範例應用程式會擷取 entry 標記及其巢狀標記 title、link 和 summary 的資料。

將剖析器例項化

剖析動態饋給的下一步，是將剖析器執行個體化並啟動剖析程序。這個程式碼片段會將剖析器初始化，使其不處理命名空間，並使用已提供的 InputStream 做為輸入內容。系統會透過 nextTag() 呼叫啟動剖析程序，並叫用 readFeed() 方法，以擷取並處理應用程式感興趣的資料：

Kotlin

// We don't use namespaces.
private val ns: String? = null

class StackOverflowXmlParser {

    @Throws(XmlPullParserException::class, IOException::class)
    fun parse(inputStream: InputStream): List<*> {
        inputStream.use { inputStream ->
            val parser: XmlPullParser = Xml.newPullParser()
            parser.setFeature(XmlPullParser.FEATURE_PROCESS_NAMESPACES, false)
            parser.setInput(inputStream, null)
            parser.nextTag()
            return readFeed(parser)
        }
    }
 ...
}

Java

public class StackOverflowXmlParser {
    // We don't use namespaces.
    private static final String ns = null;

    public List parse(InputStream in) throws XmlPullParserException, IOException {
        try {
            XmlPullParser parser = Xml.newPullParser();
            parser.setFeature(XmlPullParser.FEATURE_PROCESS_NAMESPACES, false);
            parser.setInput(in, null);
            parser.nextTag();
            return readFeed(parser);
        } finally {
            in.close();
        }
    }
 ...
}

讀取動態消息

實際負責處理動態饋給資料的是 readFeed() 方法。這個方法會找出標記為「entry」的元素，做為遞迴處理動態饋給的起點。如果不是 entry 標記，則可略過。整個動態饋給都以週期性方式處理後，readFeed() 會傳回 List，其中包含從動態饋給中擷取的項目 (包括巢狀資料成員)。
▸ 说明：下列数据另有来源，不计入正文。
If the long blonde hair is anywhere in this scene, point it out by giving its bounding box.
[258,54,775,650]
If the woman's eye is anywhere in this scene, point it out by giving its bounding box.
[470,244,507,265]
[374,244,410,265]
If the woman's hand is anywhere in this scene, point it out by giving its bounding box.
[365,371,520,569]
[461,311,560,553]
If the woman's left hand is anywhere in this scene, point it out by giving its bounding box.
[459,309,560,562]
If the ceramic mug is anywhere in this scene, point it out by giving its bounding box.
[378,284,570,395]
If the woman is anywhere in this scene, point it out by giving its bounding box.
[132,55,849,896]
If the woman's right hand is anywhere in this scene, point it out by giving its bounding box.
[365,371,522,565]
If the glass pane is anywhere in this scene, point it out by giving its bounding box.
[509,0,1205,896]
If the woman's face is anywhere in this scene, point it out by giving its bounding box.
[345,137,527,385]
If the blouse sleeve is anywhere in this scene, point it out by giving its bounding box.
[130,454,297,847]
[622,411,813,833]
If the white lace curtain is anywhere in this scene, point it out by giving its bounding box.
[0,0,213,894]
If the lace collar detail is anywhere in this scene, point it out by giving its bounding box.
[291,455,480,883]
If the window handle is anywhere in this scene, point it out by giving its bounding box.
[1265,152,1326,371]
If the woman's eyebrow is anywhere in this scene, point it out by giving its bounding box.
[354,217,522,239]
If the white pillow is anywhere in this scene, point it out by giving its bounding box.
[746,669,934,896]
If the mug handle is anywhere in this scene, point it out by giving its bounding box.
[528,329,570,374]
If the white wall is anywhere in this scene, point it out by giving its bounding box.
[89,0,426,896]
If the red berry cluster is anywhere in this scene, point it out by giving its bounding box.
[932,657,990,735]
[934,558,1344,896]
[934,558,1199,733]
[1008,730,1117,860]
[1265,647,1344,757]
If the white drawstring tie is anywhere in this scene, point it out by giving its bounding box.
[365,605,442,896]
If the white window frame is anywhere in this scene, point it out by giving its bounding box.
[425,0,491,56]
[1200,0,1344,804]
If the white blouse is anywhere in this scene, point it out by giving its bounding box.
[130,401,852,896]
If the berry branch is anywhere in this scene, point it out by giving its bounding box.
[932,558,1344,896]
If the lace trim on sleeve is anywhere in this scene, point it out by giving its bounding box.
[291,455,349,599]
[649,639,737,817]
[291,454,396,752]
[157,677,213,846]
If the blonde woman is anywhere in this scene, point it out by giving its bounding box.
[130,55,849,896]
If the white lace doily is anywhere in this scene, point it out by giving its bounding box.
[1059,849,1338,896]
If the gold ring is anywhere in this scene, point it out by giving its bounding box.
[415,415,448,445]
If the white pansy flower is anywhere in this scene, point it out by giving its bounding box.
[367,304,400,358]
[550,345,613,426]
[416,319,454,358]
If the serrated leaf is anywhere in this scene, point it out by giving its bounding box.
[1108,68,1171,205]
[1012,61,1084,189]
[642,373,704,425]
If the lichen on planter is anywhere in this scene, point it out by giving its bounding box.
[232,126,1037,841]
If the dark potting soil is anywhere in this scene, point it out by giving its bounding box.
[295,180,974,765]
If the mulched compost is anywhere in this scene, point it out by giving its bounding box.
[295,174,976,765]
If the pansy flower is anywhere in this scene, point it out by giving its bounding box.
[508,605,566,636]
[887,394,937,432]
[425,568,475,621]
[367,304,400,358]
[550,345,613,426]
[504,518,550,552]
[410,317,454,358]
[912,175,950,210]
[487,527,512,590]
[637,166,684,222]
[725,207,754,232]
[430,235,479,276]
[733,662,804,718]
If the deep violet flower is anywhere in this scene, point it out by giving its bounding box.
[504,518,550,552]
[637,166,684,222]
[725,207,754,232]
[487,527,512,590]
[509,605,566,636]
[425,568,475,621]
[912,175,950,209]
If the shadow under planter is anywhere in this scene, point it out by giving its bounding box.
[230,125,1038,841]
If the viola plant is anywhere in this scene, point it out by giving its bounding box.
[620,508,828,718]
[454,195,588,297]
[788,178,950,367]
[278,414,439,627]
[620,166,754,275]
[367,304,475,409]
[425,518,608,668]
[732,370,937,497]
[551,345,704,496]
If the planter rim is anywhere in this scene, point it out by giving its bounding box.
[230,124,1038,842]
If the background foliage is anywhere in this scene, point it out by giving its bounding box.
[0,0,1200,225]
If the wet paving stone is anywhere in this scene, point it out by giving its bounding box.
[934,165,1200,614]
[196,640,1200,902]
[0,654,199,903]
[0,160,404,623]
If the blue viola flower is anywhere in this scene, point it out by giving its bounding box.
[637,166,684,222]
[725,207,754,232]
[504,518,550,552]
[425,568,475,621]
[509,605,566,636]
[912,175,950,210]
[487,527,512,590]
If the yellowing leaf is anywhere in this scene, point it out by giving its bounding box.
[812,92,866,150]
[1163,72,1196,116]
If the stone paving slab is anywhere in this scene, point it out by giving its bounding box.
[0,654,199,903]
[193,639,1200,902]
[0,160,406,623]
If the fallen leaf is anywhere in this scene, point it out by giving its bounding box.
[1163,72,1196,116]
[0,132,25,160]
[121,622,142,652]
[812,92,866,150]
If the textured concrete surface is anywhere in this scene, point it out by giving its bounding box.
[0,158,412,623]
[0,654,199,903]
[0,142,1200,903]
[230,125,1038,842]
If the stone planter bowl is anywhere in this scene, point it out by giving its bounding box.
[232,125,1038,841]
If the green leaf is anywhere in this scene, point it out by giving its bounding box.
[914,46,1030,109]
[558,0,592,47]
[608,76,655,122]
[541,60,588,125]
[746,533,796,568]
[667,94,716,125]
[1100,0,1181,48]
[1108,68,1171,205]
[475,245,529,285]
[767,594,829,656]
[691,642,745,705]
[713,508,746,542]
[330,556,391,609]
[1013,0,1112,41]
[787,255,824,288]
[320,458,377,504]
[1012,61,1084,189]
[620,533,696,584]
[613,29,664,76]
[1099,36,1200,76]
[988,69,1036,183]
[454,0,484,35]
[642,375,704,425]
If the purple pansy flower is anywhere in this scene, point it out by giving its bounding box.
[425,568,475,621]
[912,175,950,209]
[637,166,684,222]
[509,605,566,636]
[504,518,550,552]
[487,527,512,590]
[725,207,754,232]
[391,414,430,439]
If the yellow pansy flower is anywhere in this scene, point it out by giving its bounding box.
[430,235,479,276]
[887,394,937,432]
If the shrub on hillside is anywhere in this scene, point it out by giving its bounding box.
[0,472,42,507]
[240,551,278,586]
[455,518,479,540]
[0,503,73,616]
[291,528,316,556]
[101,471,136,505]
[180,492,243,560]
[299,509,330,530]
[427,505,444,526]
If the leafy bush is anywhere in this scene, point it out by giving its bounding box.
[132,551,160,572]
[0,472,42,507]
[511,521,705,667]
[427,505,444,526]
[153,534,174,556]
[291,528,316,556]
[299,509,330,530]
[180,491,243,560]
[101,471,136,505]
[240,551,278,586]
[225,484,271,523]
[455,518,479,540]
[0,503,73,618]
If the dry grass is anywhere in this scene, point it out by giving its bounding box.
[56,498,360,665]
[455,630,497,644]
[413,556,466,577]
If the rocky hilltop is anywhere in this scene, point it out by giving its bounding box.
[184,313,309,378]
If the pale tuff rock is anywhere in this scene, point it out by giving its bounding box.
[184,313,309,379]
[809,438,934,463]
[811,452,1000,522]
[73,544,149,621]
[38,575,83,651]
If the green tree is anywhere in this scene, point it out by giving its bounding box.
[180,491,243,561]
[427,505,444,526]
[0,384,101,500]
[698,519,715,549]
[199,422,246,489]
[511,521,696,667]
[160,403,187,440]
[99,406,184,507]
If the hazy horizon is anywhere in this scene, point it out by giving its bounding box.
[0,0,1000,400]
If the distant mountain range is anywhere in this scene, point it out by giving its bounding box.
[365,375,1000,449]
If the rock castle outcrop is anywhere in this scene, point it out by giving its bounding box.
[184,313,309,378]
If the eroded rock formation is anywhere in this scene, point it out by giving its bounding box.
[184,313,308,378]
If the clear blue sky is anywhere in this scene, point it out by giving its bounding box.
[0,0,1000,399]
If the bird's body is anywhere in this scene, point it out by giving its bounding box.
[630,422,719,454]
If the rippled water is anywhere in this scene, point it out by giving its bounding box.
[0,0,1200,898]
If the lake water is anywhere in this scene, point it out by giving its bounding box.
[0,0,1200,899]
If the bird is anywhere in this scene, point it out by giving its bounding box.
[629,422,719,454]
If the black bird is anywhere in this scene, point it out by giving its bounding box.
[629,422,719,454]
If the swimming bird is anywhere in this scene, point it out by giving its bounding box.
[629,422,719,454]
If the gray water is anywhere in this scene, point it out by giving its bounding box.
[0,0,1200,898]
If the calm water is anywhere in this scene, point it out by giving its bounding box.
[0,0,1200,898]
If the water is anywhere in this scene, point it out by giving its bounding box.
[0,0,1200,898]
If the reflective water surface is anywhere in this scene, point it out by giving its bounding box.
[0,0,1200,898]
接著，剖析器會傳回這個 List。

Kotlin

@Throws(XmlPullParserException::class, IOException::class)
private fun readFeed(parser: XmlPullParser): List<Entry> {
    val entries = mutableListOf<Entry>()

    parser.require(XmlPullParser.START_TAG, ns, "feed")
    while (parser.next() != XmlPullParser.END_TAG) {
        if (parser.eventType != XmlPullParser.START_TAG) {
            continue
        }
        // Starts by looking for the entry tag.
        if (parser.name == "entry") {
            entries.add(readEntry(parser))
        } else {
            skip(parser)
        }
    }
    return entries
}

Java

private List readFeed(XmlPullParser parser) throws XmlPullParserException, IOException {
    List entries = new ArrayList();

    parser.require(XmlPullParser.START_TAG, ns, "feed");
    while (parser.next() != XmlPullParser.END_TAG) {
        if (parser.getEventType() != XmlPullParser.START_TAG) {
            continue;
        }
        String name = parser.getName();
        // Starts by looking for the entry tag.
        if (name.equals("entry")) {
            entries.add(readEntry(parser));
        } else {
            skip(parser);
        }
    }
    return entries;
}

剖析 XML

剖析 XML 動態饋給的步驟如下：

按照「分析動態饋給」一文的說明，找出您要納入應用程式的標記。這個範例會擷取 entry 標記及其巢狀標記 title、link 和 summary 的資料。
建立以下方法：
- 您要納入的每個標記都有一種「讀取」方法，例如 readEntry() 和 readTitle()。剖析器會讀取輸入資料流中的標記。當遇到本範例中名為 entry、title、link 或 summary 的標記時，它會為該標記呼叫適當方法，其他的標記則會略過。
- 為其他類型的各標記擷取資料的方法，以及讓剖析器對下一個標記進行剖析的方法。在這個例子中，相關方法如下：
  - 剖析器會針對 title 和 summary 標記呼叫 readText()。這個方法會呼叫 parser.getText() 來擷取這些標記的資料。
  - 如果是 link 標記，剖析器會先確定連結是否為其有興趣的類型，再擷取該連結的資料。接著，剖析器會使用 parser.getAttributeValue() 擷取連結的值。
  - 針對 entry 標記，剖析器會呼叫 readEntry()。這個方法會剖析該項目的巢狀標記並傳回 Entry 含有資料成員 title、link 和 summary。
- 遞迴的 skip() 輔助方法。如要進一步瞭解這個主題，請參閱「跳過您不需要的標記」。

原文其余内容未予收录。